My ex-husband and I separated six months ago.
It followed several years of a deteriorating relationship after I discovered he was cheating.
Despite promises to end it and marriage counselling, the affair was still going on.
He’s now dating this woman openly and has included our two sons frequently – eating at her house, going out with her as a “family,” etc.
He’s also been grilling our boys about what I do when they’re with me, then emailing me his criticisms.
I was always the more involved parent, as he was a workaholic and absent even more hours and weekends during his affair.
I’m concerned that my ex may be thinking of trying for sole custody.
Meanwhile, when I said I thought it was too early to involve the kids so much with his girlfriend, he said it was okay because he’d already been with her for so long – but that was when we were married!
How do I deal with a man who thinks he’s never in the wrong? How do I protect my joint custody of our sons?
Tug of War?
There’s no war yet, but definite signs of future battles.
Keep a record of any actions by your ex-husband that you find questionable for your sons’ best interests, or with regard to a full custody bid.
Alert the lawyer you used for your joint custody agreement about your concerns.
Neither of you can control the other’s new relationships, but you can question whether the amount of involvement with your children is appropriate for their age and comfort.
Suggest post-separation counselling. If he won’t agree to it and your worries persist, seek court-ordered mediation.
I’m the brother of a “needy” sister, age 37. She has some mental health issues, took years to complete a university education, and has never worked.
She’s artsy, and very occasionally sells a piece of her creative work. Her rent is paid through a small but invested inheritance from our grandparents.

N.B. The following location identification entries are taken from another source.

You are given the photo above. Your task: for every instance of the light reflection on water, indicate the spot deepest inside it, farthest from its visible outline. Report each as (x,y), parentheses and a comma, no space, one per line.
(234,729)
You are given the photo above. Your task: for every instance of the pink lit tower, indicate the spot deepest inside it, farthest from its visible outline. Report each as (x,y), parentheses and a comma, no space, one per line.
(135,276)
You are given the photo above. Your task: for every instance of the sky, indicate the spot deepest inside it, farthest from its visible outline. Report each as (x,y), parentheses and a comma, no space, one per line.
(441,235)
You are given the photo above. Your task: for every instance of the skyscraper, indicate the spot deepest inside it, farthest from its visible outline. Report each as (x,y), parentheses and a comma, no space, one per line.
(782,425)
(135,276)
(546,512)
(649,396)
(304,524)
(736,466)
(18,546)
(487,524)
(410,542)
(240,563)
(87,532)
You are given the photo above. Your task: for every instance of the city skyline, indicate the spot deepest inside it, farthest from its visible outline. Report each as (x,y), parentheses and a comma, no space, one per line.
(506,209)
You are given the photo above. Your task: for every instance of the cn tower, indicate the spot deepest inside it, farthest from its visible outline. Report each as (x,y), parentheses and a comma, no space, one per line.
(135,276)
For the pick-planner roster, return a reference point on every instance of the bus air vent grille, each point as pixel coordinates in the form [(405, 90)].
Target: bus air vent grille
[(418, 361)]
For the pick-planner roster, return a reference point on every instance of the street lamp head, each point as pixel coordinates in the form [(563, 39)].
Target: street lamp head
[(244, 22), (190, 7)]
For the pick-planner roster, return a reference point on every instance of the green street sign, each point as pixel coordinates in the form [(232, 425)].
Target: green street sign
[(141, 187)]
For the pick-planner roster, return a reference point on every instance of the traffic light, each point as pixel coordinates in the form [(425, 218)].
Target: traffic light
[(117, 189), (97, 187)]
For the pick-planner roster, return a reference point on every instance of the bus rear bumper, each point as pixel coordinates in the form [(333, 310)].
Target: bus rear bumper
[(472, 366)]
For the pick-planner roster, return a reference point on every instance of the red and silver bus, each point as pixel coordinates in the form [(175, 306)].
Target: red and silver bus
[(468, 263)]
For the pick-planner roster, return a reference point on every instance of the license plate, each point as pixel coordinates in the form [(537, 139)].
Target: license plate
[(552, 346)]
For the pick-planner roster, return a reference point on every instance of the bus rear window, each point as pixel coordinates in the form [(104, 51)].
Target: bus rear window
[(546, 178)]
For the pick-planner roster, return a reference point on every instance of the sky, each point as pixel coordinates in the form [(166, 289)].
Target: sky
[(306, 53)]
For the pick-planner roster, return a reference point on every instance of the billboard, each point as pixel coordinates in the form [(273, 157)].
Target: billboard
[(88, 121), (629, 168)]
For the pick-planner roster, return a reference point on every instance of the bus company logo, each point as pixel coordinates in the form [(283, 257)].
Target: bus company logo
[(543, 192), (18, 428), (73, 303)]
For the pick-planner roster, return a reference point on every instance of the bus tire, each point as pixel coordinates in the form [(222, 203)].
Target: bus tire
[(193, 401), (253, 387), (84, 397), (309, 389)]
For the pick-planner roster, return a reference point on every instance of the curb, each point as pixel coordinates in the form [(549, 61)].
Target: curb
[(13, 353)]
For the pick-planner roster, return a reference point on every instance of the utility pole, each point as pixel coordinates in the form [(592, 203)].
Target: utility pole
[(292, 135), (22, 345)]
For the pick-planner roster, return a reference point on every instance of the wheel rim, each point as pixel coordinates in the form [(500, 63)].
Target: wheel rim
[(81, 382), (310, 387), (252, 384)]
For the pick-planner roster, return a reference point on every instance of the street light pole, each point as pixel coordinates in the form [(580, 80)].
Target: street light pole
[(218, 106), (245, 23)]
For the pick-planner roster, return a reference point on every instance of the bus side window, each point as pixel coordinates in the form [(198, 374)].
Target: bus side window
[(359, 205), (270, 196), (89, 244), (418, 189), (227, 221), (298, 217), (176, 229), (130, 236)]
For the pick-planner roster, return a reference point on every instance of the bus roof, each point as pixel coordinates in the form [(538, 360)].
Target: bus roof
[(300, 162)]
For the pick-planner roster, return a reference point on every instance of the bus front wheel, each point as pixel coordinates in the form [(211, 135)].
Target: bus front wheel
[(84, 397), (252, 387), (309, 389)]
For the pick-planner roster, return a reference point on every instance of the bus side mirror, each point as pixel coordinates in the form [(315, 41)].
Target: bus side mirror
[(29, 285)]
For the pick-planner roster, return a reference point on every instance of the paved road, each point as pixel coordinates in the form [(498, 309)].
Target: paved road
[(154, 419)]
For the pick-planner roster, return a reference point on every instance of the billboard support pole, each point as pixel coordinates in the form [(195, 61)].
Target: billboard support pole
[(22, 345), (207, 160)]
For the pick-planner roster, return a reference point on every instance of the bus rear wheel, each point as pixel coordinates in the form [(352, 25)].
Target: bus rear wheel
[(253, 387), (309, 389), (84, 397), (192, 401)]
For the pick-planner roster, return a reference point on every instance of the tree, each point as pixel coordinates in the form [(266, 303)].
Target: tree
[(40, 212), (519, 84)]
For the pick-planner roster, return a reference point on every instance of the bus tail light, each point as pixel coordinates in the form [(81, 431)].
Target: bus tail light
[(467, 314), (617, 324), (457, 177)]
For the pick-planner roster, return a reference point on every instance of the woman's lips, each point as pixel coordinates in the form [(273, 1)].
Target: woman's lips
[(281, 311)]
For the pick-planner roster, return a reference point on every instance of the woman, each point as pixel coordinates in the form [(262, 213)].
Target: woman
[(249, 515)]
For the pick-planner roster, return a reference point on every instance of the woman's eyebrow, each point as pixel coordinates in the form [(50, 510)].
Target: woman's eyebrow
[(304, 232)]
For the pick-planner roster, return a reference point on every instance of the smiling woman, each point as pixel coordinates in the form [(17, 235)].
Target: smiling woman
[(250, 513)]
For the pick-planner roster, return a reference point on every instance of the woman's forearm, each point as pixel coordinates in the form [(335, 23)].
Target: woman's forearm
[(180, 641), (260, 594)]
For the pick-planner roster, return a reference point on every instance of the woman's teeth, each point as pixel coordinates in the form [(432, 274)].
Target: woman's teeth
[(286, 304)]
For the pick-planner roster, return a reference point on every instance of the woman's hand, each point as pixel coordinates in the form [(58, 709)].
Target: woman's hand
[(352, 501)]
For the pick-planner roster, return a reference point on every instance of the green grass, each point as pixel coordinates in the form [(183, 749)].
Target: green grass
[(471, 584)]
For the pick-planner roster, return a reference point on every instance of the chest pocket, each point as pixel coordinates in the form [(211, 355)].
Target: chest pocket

All her other ongoing support comes from Mom and Dad.
I’m three years younger, worked through university, got a job and moved up to better positions and pay.
My wife and I have a house and mortgage, are raising two children, and she also works at a demanding job.
My parents recently raised the subject of their will and how they have to make sure they take care of my sister.
In other words, there’ll be an uneven divide just as there’s always been.
It Feels Unfair
I agree, it feels unfair.
But life isn’t fair… not to your sister for whatever conditions held her back from being able to have the satisfying sense of accomplishment you’ve gained from your own efforts.
It’s also not fair to your parents, who’ve had this worry about their daughter for most of her life.
You’re the lucky one with the pride of independence, a life partner, and children.
Your parents don’t owe you an equal half of their assets in their will when they pass, even though that’s an ideal so many people take for granted, and many parents wish they could provide.
One response might be to ask if they can set aside something to leave towards your children’s education, which would link the kids’ future to their grandparents’ interest in them.
If possible, assure your parents that you’ll stay connected to your sister and watch out for her when they’re gone.
That’s their biggest worry, so you’ll be giving them peace of mind.
FEEDBACK Regarding the man who wants to end driving someone who has bad body odour. (Oct. 4):
Reader – “I agree with you that we cannot judge or blame someone for their condition.
“But I think the person needn’t feel guilty or obligated to continue.
“Why should we feel awkward or upset because we don’t know how to address issues like hygiene?
“I’ve experienced a similar situation and it’s very difficult – do you put up with it or do you avoid it?
“I’m compassionate and sympathetic, but I’ve learned that it’s easier to not put myself in those situations if possible.
“Once you start driving someone, it’s hard to stop. It’s better to not start if you feel you’ll be put in an awkward situation.”
Ellie – His main question was about how he’d appear if he stopped driving him. You’re correct - it’s awkward and won’t be appreciated after letting it become a pattern.
Tip of the day:
Despite the ideal, parents don’t “owe” children equally in their will, especially if one child has greater needs.